Since developing, constructing, and rehabilitating real estate may take longer than six months, real estate commenters believed that Opportunity Funds investing in real estate projects should be afforded additional time to comply with the 90% asset test. Those commenters also recommended that cash should be considered QOZ Property for purposes of the 90% asset test if the cash was held with the intent of investing in QOZ Property. Although the Proposed Regulations do not provide any time extensions for purposes of satisfying the 90% asset test, the Proposed Regulations include a working capital safe harbor for Opportunity Fund investments in a qualified opportunity zone business (“QOZ Business”) that acquires, constructs, or rehabilitates tangible business property, including real property and other tangible property used in a business operating in an Opportunity Zone. If certain requirements are met, a QOZ Business can treat cash held by such business as working capital for up to 30 months.

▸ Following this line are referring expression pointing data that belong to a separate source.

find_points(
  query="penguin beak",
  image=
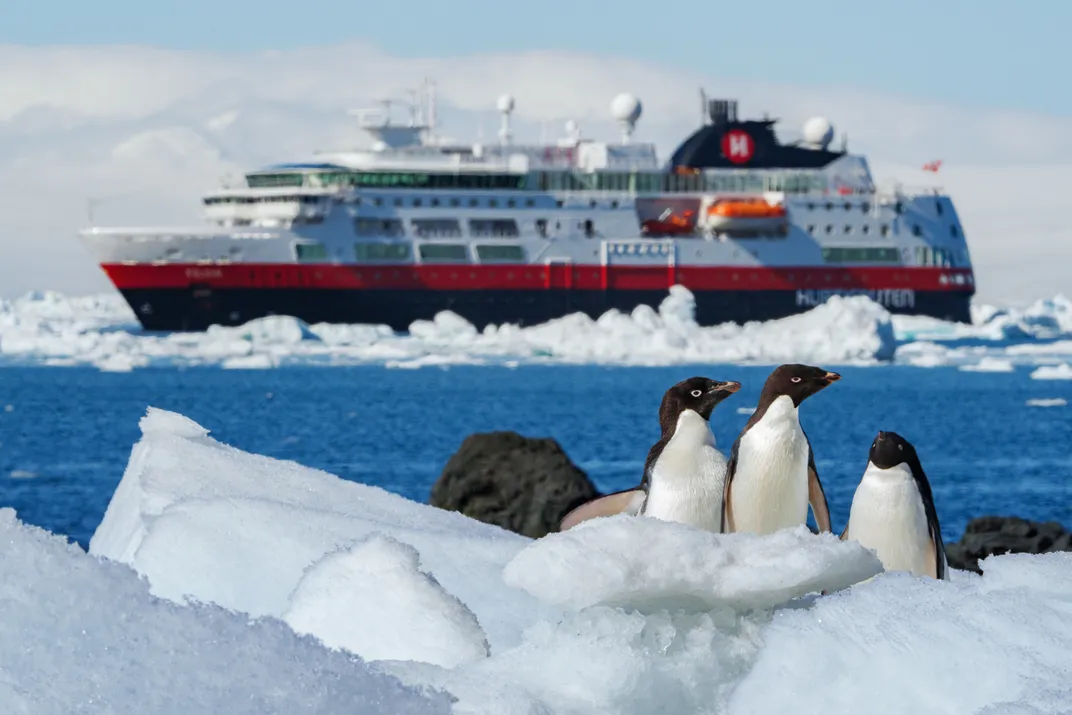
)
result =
(729, 388)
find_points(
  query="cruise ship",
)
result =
(506, 232)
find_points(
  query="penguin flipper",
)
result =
(816, 496)
(727, 523)
(628, 501)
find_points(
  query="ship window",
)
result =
(427, 227)
(311, 251)
(367, 226)
(264, 180)
(443, 252)
(382, 251)
(500, 227)
(500, 253)
(837, 254)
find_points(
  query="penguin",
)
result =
(771, 477)
(684, 471)
(893, 510)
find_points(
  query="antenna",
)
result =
(626, 109)
(505, 106)
(430, 93)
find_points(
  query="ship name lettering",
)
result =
(202, 273)
(886, 297)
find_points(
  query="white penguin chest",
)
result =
(688, 477)
(888, 517)
(770, 482)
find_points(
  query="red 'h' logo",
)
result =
(738, 146)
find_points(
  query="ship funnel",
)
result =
(721, 112)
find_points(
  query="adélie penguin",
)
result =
(893, 510)
(771, 478)
(684, 472)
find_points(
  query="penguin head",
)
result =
(891, 449)
(799, 382)
(699, 395)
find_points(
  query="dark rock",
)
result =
(991, 536)
(521, 483)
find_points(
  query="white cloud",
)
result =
(152, 129)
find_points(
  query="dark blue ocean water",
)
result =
(65, 433)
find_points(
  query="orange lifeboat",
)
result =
(746, 213)
(670, 223)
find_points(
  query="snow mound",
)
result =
(843, 330)
(202, 519)
(633, 615)
(897, 642)
(373, 599)
(80, 635)
(649, 564)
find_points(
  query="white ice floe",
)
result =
(102, 331)
(1062, 371)
(629, 615)
(989, 365)
(1047, 402)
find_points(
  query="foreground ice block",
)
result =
(649, 564)
(80, 635)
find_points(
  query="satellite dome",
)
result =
(626, 107)
(818, 131)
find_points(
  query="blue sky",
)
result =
(979, 53)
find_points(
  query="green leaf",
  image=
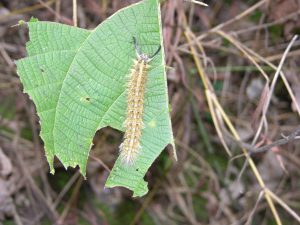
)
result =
(77, 80)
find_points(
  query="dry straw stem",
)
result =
(284, 205)
(220, 26)
(212, 99)
(253, 57)
(271, 90)
(214, 114)
(262, 59)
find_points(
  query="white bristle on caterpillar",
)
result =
(131, 146)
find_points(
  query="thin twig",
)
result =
(287, 139)
(274, 81)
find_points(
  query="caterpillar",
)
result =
(131, 147)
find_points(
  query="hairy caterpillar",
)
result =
(130, 147)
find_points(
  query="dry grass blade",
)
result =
(210, 94)
(274, 81)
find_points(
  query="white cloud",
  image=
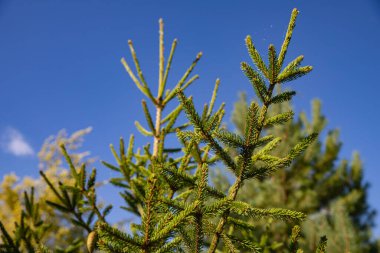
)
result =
(13, 142)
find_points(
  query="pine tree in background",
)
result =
(167, 188)
(330, 191)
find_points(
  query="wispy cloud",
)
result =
(13, 142)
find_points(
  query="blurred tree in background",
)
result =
(281, 171)
(329, 189)
(60, 231)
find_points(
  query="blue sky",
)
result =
(60, 66)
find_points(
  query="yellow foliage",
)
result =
(51, 161)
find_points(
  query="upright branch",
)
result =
(161, 100)
(264, 92)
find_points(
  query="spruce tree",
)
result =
(316, 183)
(167, 188)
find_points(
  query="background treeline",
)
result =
(245, 189)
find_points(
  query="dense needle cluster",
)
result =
(167, 188)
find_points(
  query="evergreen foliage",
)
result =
(168, 188)
(330, 190)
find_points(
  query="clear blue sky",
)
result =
(60, 66)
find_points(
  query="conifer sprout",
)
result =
(166, 188)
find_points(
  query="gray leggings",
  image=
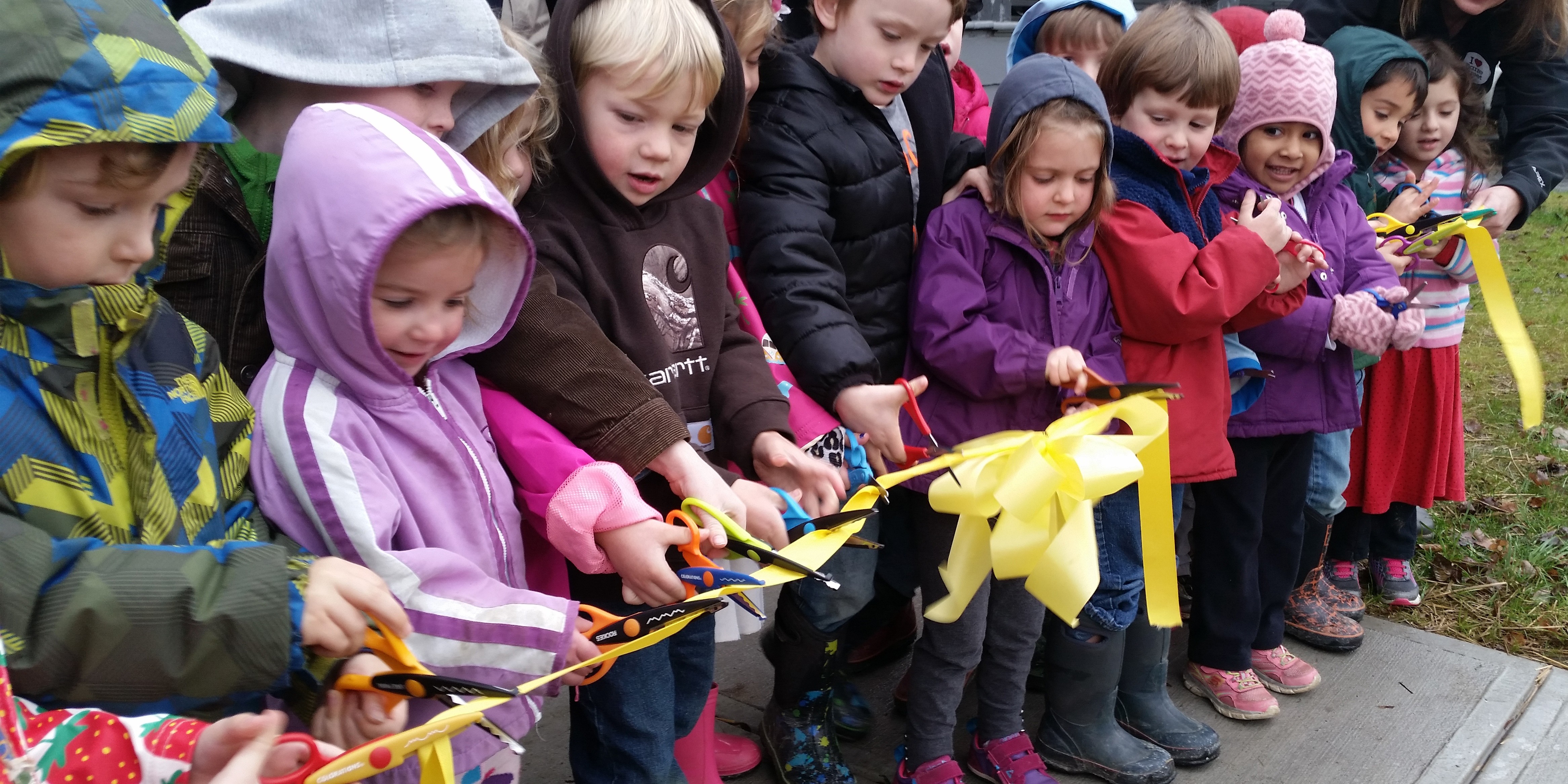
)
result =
(999, 653)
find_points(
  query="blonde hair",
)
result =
(1174, 48)
(749, 19)
(527, 128)
(124, 165)
(1007, 165)
(459, 226)
(1076, 27)
(670, 40)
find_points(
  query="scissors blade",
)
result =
(709, 578)
(421, 686)
(828, 523)
(487, 725)
(774, 559)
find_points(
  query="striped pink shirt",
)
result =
(1448, 284)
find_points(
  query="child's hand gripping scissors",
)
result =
(371, 758)
(411, 679)
(702, 575)
(614, 631)
(918, 454)
(1101, 391)
(753, 548)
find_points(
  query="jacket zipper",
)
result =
(490, 498)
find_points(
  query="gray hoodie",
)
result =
(369, 44)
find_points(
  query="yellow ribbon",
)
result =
(435, 758)
(1038, 485)
(1506, 322)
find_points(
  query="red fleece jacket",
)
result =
(1177, 302)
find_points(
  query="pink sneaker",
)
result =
(1233, 694)
(940, 771)
(1009, 761)
(1283, 672)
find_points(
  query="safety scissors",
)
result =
(411, 679)
(1101, 391)
(918, 454)
(700, 571)
(749, 546)
(799, 524)
(614, 631)
(371, 758)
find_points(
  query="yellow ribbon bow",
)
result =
(1042, 487)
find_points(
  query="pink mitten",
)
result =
(1360, 324)
(1409, 328)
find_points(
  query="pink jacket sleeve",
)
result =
(559, 485)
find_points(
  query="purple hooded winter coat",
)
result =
(352, 458)
(1315, 389)
(987, 306)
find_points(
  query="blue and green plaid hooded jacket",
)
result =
(131, 573)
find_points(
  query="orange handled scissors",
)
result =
(700, 571)
(367, 759)
(614, 631)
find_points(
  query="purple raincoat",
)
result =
(352, 458)
(1315, 389)
(985, 311)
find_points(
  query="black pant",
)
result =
(1360, 535)
(1246, 543)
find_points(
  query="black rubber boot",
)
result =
(1080, 731)
(1144, 703)
(797, 727)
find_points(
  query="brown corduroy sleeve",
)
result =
(557, 363)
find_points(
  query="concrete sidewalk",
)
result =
(1407, 708)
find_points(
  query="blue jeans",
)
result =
(1120, 540)
(1330, 474)
(626, 725)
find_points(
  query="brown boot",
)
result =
(1313, 617)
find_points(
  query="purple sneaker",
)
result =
(1009, 761)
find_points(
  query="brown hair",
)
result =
(124, 165)
(1525, 16)
(1174, 48)
(955, 15)
(459, 226)
(1007, 165)
(1080, 26)
(1443, 63)
(527, 128)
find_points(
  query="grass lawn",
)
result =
(1496, 573)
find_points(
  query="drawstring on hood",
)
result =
(369, 44)
(338, 215)
(716, 138)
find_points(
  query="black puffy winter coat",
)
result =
(827, 220)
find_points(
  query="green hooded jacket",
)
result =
(1359, 54)
(132, 573)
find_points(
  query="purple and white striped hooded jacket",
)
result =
(355, 460)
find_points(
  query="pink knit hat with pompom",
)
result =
(1286, 81)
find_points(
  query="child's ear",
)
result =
(827, 13)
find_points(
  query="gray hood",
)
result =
(1037, 81)
(369, 44)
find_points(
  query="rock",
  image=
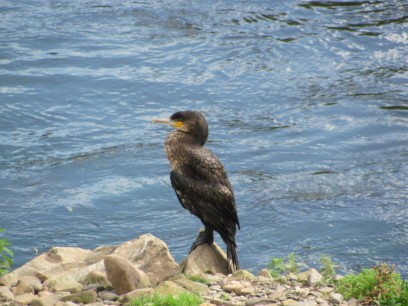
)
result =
(307, 303)
(123, 275)
(22, 288)
(68, 303)
(326, 290)
(336, 298)
(259, 301)
(5, 294)
(151, 255)
(313, 277)
(265, 274)
(170, 288)
(205, 259)
(189, 285)
(66, 286)
(46, 300)
(32, 281)
(232, 286)
(95, 277)
(24, 299)
(9, 280)
(108, 296)
(125, 298)
(243, 275)
(83, 297)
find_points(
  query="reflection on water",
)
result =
(306, 102)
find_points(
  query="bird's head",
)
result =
(190, 122)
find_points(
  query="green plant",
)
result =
(184, 299)
(399, 300)
(6, 255)
(225, 296)
(278, 267)
(327, 269)
(380, 283)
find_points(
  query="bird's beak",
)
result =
(174, 123)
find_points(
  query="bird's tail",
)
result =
(232, 256)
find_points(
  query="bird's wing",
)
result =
(203, 188)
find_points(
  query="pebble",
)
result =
(239, 289)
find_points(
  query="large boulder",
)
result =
(151, 255)
(123, 275)
(206, 259)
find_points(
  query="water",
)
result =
(307, 106)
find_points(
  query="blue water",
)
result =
(306, 102)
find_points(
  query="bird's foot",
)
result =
(204, 236)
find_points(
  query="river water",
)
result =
(306, 102)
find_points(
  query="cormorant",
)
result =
(200, 181)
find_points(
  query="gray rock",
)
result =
(22, 288)
(313, 277)
(83, 297)
(95, 277)
(5, 294)
(206, 259)
(46, 300)
(259, 301)
(265, 274)
(108, 296)
(307, 303)
(190, 285)
(242, 275)
(123, 275)
(24, 299)
(151, 255)
(67, 286)
(125, 298)
(32, 281)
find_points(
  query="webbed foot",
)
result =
(204, 236)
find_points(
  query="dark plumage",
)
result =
(200, 181)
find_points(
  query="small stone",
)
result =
(304, 292)
(275, 296)
(46, 300)
(125, 298)
(32, 281)
(245, 291)
(83, 297)
(288, 302)
(313, 277)
(67, 286)
(243, 275)
(259, 301)
(5, 294)
(326, 290)
(352, 302)
(307, 303)
(266, 274)
(336, 298)
(22, 288)
(108, 296)
(232, 286)
(24, 299)
(95, 277)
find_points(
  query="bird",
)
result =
(201, 182)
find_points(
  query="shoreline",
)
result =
(116, 275)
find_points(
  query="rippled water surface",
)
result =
(306, 101)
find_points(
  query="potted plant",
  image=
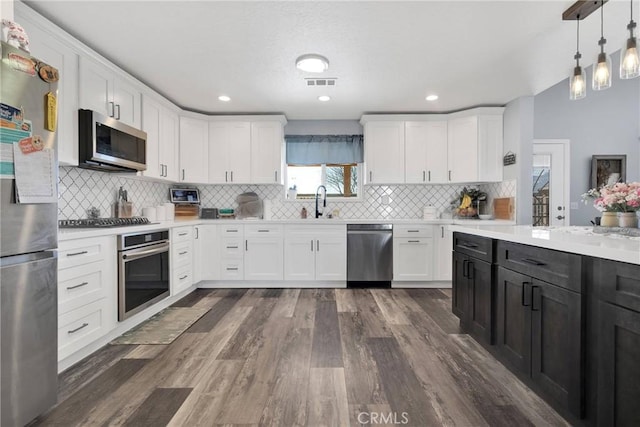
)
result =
(618, 203)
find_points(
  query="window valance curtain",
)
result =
(318, 149)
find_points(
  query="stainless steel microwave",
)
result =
(109, 145)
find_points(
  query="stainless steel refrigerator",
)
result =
(28, 240)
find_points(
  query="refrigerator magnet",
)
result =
(51, 112)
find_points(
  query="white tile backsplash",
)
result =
(81, 189)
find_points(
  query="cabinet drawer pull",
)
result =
(78, 253)
(77, 286)
(532, 261)
(524, 293)
(73, 331)
(535, 298)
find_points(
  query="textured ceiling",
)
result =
(386, 55)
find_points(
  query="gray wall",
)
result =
(605, 122)
(518, 134)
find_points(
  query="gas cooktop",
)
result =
(102, 222)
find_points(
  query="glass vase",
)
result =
(627, 220)
(609, 219)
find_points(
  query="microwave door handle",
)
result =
(144, 253)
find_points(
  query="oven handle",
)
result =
(144, 252)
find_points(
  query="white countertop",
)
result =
(81, 233)
(578, 240)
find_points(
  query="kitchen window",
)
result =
(330, 160)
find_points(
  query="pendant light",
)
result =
(577, 81)
(602, 67)
(629, 61)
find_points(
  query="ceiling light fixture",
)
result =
(629, 60)
(312, 63)
(602, 68)
(577, 81)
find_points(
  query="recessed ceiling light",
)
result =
(312, 63)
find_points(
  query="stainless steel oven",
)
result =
(143, 271)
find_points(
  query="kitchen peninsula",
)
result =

An Opportunity Fund must invest in QOZ Property. Under Section 1400Z-2(d)(2), QOZ Property includes qualified opportunity zone business property (“QOZ Business Property”), qualified opportunity zone stock, and a qualified opportunity zone partnership interest.  Section 1400Z-2(d)(2)(D) discusses the requirements of QOZ Business Property. To be considered QOZ Business Property, the original use of QOZ Business Property must commence with the Opportunity Fund (or QOZ Business) or the Opportunity Fund (or QOZ Business) must substantially improve the property. Under Section 1400Z-2(d)(2)(D)(ii), property is substantially improved only if “during any 30-month period beginning after the date of acquisition of such property, additions to basis with respect to such property in the hands of the [Opportunity Fund] exceed an amount equal to the adjusted basis of such property at the beginning of such 30-month period in the hands of the [Opportunity Fund].” The Proposed Regulations address the substantial improvement requirement with respect to a purchased building located in an Opportunity Zone. Since land can never have its original use commence with an Opportunity Fund, the Proposed Regulations and Revenue Ruling 2018-29 clarify that the basis attributable to the land on which the purchased building sits will not be taken into account in determining whether the building has been substantially improved. In order to satisfy the substantial improvement requirement, an Opportunity Fund only needs to invest an amount exceeding the adjusted basis of the building at the beginning of the 30 month period. An Opportunity Fund is not required to separately substantially improve the land.

VII. Conclusion

The goal of the Opportunity Zone program is to encourage economic growth and investment in Opportunity Zones. The Proposed Regulations clarified numerous issues that were unresolved by the text of Section 1400Z-2. Beginning in 2019, it is anticipated that an Opportunity Fund will become a viable investment opportunity for taxpayers looking to defer the incurrence of the capital gains tax.